Despite testing on a pre-production environment, the bug was not discovered until it was deployed to production. If anything I think it highlights a need for finding better testing strategies. This functionality is fairly smeared out over the code path, the functionality is difficult to isolate and it’s often not immediately apparent when it’s broken, all this makes it a continuous struggle to test in a systematic way. In general it’s very hard to test this sort of logic, as it requires a large and relatively realistic corpus of data to test against which makes isolating behavior harder, and the outcome is also never clearly right or wrong, but a matter of this-feels-right or this-seems-wrong.

Commit: 2ab26f37

Publish Date Detection

The order of the heuristics in the publish date detection has been improved to reduce the number of false positives, the support for JSON+LD has also been improved to support additional cases.

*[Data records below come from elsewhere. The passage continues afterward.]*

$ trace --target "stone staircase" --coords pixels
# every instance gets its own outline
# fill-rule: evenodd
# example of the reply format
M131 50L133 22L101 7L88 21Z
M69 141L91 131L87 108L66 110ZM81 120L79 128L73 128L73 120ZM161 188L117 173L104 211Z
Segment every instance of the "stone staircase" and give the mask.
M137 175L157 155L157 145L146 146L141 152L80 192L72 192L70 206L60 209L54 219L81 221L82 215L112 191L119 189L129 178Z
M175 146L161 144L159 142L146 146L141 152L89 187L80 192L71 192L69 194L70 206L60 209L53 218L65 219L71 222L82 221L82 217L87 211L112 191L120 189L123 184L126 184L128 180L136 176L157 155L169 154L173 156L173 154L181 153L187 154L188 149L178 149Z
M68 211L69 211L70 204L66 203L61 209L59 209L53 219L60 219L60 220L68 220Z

Marginalia uses a long list of different heuristics to try to detect the publish date of a document. It was previously assumed that HTML5’s <time[pubdate="pubdate"]> element would generally contain a valid publish date for the current document, but this is not always the case, as some blogging platforms also include <article>-tags, including <time> for snippets of other articles. The heuristics have been reordered to try to detect the date from other sources first, and then fall back to the <time> element as one of the less reliable heuristics.

Commit: 619fb8ba

Response cache for the API service to help misconfigured clients

It’s been a long standing problem that some misconfigured API consumers spam the API endpoint with the same query multiple times in a row, very rapidly consuming the rate limit. A cache has been added before the rate limit that will return the same result for the same query within a short time window “for free”.

This was also a good opportunity to clean up the API service a bit and improve the test coverage.

Commit: 112f43b3

Minor Fixes

  • Stopgap fix for a bug in dealing with quote terms containing stop words. 6fae51a8
  • Fix data loading bug where domains with some IPv6 addresses would blow up. d42ab191
  • Fix bug where some synthetic keywords would fail to return results. df1850bd

Experiments That Never Made It

A wise man once said “it’s not R&D if you aren’t throwing away half your work”. Here are some of the experiments that didn’t make it into production.

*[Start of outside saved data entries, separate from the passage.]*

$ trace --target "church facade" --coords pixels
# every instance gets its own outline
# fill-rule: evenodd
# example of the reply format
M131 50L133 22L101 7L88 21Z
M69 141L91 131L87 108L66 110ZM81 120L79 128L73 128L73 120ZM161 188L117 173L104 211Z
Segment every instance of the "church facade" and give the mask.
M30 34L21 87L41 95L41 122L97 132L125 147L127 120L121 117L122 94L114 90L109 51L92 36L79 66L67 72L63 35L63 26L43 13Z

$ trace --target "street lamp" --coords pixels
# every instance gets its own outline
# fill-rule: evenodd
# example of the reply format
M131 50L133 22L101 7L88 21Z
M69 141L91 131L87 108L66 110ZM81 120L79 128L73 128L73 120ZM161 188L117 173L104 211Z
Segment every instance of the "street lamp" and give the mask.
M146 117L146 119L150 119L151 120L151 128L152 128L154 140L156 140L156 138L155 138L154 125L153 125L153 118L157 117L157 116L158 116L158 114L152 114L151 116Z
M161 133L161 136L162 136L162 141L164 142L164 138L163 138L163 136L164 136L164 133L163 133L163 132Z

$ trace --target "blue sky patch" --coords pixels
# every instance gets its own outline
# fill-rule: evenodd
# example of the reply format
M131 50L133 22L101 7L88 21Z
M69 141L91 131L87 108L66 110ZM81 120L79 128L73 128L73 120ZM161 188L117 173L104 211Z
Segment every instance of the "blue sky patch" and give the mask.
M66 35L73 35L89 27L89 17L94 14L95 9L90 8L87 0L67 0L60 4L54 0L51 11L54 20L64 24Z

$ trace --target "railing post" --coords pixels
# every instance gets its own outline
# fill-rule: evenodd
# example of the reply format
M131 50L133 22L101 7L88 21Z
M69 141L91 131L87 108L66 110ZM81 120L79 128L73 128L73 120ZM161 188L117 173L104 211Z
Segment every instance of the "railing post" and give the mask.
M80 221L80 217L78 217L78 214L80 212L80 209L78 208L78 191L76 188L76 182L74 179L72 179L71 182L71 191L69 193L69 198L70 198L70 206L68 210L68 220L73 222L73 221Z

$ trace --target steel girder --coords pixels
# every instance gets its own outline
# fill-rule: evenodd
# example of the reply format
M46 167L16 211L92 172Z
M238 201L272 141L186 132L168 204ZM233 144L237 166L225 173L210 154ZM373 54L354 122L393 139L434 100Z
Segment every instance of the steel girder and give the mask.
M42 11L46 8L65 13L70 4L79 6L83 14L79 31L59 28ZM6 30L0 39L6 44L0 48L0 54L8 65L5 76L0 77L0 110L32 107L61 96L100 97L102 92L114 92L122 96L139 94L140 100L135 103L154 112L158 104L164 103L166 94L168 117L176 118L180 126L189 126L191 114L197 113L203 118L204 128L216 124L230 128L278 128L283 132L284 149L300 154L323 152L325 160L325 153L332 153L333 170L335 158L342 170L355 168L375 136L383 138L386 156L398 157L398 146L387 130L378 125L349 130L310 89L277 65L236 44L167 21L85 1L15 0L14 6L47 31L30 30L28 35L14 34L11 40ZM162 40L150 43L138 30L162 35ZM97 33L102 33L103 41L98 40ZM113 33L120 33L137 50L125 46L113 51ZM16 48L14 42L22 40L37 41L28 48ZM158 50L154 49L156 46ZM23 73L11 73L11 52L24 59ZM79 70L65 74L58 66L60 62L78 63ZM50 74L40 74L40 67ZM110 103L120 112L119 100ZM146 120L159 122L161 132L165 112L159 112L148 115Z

A synthetic keyword for image filenames that look like they come out of a smartphone

Alongside the file keywords, an experiment was run with generating a synthetic keyword for image filenames that look like they come out of a smartphone, e.g. filenames with the format “IMG_nnnnnn.jpg”. While very easy to build, this turned out to be not very useful. The idea was scrapped.

LDA topic modeling

Latent Dirichlet Allocation (LDA) is a popular topic modeling algorithm that’s often used to extract topics from a corpus of documents. The idea was to use this to offer additional ways of navigating the web. The idea was scrapped because the results were not quite useful. The main work involved porting the LDA implementation in Mallet from a very old style of Java to a modern one. Since this was a fairly large task, it was decided to keep the code around in a branch in case it could be useful for other purposes.

Performance wise it might be plausible to do something with LDA in the future. The branch with the patched Mallet code is available here.